聡美ちゃん
従兄弟の聡美は、少し天然で。
近所に住む彼は、ちょくちょく遊びに来る。
決まり文句は、
「広君、アメちょーだい」
だ。
仕方ないから、いつも何かしら用意してやってるが、今日に限って アメがない。
なので、からかってやる。
「アメはないが、チョコはあるぞ」
しばらく考えてから聡美は答える。
「…いい。チョコでも。
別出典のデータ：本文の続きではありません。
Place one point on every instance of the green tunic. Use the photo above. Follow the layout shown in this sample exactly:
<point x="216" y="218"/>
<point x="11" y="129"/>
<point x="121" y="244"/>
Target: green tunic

しょーがないから、ゆるす!」
偉そうに威張ってやがる。
なので、今日は少し懲らしめてやろう。
透明セロファンに包まれた、スクエアな一口チョコ。
「ねぇ、コレ毒入り?」
キャンディーをやると、決まって聞くセリフ。
「ああ、毒入りだ」
これも、いつもと同じ。
けれども、今日はいつもと違う台詞を吐いてみよう。
「聡美、今日は俺にも〈毒〉を分けておくれ」
両端ひねったチョコを、俺が開けて自分の口に放り込む。
ポカンとあっけにとられた聡美を促す。
「そら、聡美、チョコはこの中だ。一緒に死のう」
ようやっと理解した聡美が俺の口に吸いつく。
二人の口の熱で、チョコはものの見事に、消えて無くなった。
「……ぷは」
聡美の頬が真っ赤だ。
恐らく、人生初の、ディープ・キス。
聡美は何と答えるか。
「広君、もっとちょーだい、毒」
ことのほか、気に入った様子に俺も満足した。